If you are leaving the United Arab Emirates on an overseas trip for either a holiday or business purposes, it is important to be aware of whether or not your UAE credit card will work in a foreign country.
It is important to be aware and ready for any circumstances that may result from trying to use your UAE credit card while abroad.
There are a number of reasons why a UAE credit card might not be accepted overseas, in addition to those such as the type of card, whether it is intended for international use, and your credit limit.
One reason might be the technology.
Even in 2019, technological differences still exist in different countries.
The UAE has two main credit card types: one makes use of Europay Mastercard Visa (EMV) chip and pin technology and one continues to utilise the old-school magnetic strip.
The name gives away the primary difference in how these credit cards work.
An EMV-enabled credit card uses a chip embedded within it, which stores and encodes all of the cardholder’s require details.

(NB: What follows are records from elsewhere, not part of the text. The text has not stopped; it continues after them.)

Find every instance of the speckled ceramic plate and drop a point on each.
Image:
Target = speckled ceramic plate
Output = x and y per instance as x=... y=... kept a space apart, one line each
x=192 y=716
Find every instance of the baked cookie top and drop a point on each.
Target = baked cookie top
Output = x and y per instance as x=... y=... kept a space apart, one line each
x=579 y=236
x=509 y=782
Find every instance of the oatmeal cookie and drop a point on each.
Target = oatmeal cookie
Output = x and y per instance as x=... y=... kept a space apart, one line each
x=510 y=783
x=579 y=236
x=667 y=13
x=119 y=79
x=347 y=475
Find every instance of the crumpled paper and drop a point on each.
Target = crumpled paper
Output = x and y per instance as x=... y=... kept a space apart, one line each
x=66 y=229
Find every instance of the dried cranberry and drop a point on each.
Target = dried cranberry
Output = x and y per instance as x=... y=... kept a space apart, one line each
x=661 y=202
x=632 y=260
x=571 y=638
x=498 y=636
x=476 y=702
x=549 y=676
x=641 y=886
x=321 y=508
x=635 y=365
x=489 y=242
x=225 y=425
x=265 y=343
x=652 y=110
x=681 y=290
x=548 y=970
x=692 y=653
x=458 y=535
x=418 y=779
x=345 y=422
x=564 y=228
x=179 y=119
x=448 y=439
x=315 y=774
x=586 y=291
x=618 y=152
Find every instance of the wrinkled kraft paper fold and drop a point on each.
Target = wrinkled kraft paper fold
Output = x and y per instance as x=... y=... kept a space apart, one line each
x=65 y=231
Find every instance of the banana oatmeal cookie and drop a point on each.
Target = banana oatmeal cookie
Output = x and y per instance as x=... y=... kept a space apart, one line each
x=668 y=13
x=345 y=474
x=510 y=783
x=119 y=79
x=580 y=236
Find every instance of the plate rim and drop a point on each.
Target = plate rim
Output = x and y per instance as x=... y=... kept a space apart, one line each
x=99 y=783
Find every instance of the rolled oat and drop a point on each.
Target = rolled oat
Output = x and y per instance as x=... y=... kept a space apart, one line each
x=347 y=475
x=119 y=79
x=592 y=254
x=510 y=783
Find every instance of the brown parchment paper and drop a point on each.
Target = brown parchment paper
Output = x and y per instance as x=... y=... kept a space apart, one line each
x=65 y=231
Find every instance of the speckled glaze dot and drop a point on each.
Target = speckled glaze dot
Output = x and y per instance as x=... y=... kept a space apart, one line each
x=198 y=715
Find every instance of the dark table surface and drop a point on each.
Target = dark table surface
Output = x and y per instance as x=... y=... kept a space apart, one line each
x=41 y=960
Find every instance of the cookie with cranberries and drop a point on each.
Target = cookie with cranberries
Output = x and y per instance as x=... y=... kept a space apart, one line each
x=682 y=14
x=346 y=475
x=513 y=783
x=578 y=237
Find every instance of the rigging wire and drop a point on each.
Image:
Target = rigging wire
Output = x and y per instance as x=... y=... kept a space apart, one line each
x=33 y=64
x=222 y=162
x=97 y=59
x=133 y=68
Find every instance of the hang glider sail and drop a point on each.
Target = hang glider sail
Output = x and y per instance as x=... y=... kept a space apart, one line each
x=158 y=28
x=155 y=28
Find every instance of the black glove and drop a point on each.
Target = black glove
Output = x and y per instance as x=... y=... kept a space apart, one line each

The chip is similar in appearance to those located within mobile SIM cards.
Rather than the card being swiped and then a signature provided to verify the transaction, the EMV cards are instead inserted into a credit card machine, which needs to punch a pin stored within the chip.
The great majority of nations have adopted this technology, including the UAE with the likes of the CBD Credit Card.
However, if you still make use of a credit card with a magnetic strip, then you may be unable to use some automated kiosks such as vending machines and gas pumps.
The issue is a particular problem for credit cards issued by the US, which has yet to fully adopt the EMV system.
It is also a good idea to tell your bank if you are intending to leave the country and make use of your UAE credit card while overseas.
Banks in the UAE have stepped up security in a bid to stop fraud, and it is now up to the cardholder to inform banks of unusual activity on their part ahead of time in case these security precautions end up preventing them from using their credit cards.
Anyone who goes overseas without telling their bank may well find a credit card purchase in a foreign country being flagged as suspicious, which could result in the card being blocked, either temporarily or even for good.
The great majority of credit card firms have set up tough mechanisms to monitor fraud in countries where this crime is particularly common, such as Brazil and Mexico.
There is a much higher chance of your credit card being declined and then blocked because of the precautionary measures set up by these firms.
An unusual purchase that seems out of your usual credit card spending pattern can also result in these precautionary mechanisms being activated, especially when this takes place abroad.